Dopamine Replacement in PD
Levodopa was developed over 50 years ago in the 1960s many years after James Parkinson in 1817 wrote about a constellation of symptoms that today we know as Parkinson’s disease. Decades later levodopa is still the gold standard treatment for the treatment of this chronic illness.
When taken orally, levodopa is absorbed into the blood from the small intestine. It then crosses the blood-brain barrier and is converted to dopamine by enzymes in the brain thereby helping to replace the neurotransmitter that has been lost as the brain’s own dopamine - producing neurons die.
Levodopa is almost always combined with the drug carbidopa, which helps prolong its effectiveness and prevents the medication from being broken down in the bloodstream before it reaches the brain. Instead of the high doses initially required, the addition of carbidopa allows the levodopa to be given in smaller doses thereby reducing the nausea and vomiting which can be a debilitating side effect. (In Europe, levodopa is combined with a different compound – benserazide with similar effect (brand name, Madopar)
Dopamine replacement therapy works exceptionally well in controlling the motor symptoms and helps improve the daily functioning of those affected by Parkinson’s. However it can also cause significant side effects such as dyskinesias (significant, bothersome involuntary movements), which may limit the amount of medication that can be used.
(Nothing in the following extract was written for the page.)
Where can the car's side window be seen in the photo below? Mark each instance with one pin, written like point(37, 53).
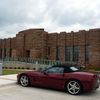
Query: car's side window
point(55, 70)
This results in most people being under - dosed in terms of the amount of dopamine replacement they can tolerate –at times the side effects being worse than the original symptoms being treated. Additionally, it does not address the nonmotor symptoms of Parkinson’s, which are known to cause the majority of disability in patients.
Side effects of dopamine replacement therapy include, but are not limited to, nausea, vomiting, low blood pressure, lightheadedness, and dry mouth and in some individuals it may cause confusion and hallucinations. In the long-term, use of dopamine replacement can also lead to dyskinesias and motor fluctuations, i.e. more “off” periods when the medication isn’t working well.
Dopamine replacement comes in a variety of formulations and combinations. The more common preparations are as follows.
Levodopa/carbidopa comes in a short-acting form (Sinemet) as well as a long-acting one (Sinemet CR), the drug of choice depending on patient preference with the latter medication only requiring twice daily dosing. Levodopa/carbidopa comes also in an orally disintegrating tablet (Parcopa) that doesn’t require water to take and is helpful for those with swallowing difficulties.
Levodopa/carbidopa/entacapone (Stalevo) is another long - acting preparation of dopamine replacement that in addition to levodopa and carbidopa has added medication entacapone, which further prolongs the effectiveness of this formulation allowing for longer dosing periods.
Currently only available in Canada and Europe, levodopa/carbidopa gel (Duodopa) is a form of dopamine replacement that is delivered directly into the small intestine via a surgically placed tube. It is best used for individuals with advanced disease who are unable to gain control over their disabling motor symptoms with other available medications. By using a pump system akin to the insulin pump in diabetes, Duodopa is able to deliver the medication continuously throughout the day.
The popular saying “old is gold” certainly rings true when it comes to levodopa.
Despite the advances in the field of Parkinson’s disease research, no other new drug has shown to be as effective as levodopa in terms of relieving the motor symptoms of this disease. However side effects, particularly the long - term ones involving motor fluctuations and dyskinesias, limit its true effectiveness as an ideal treatment.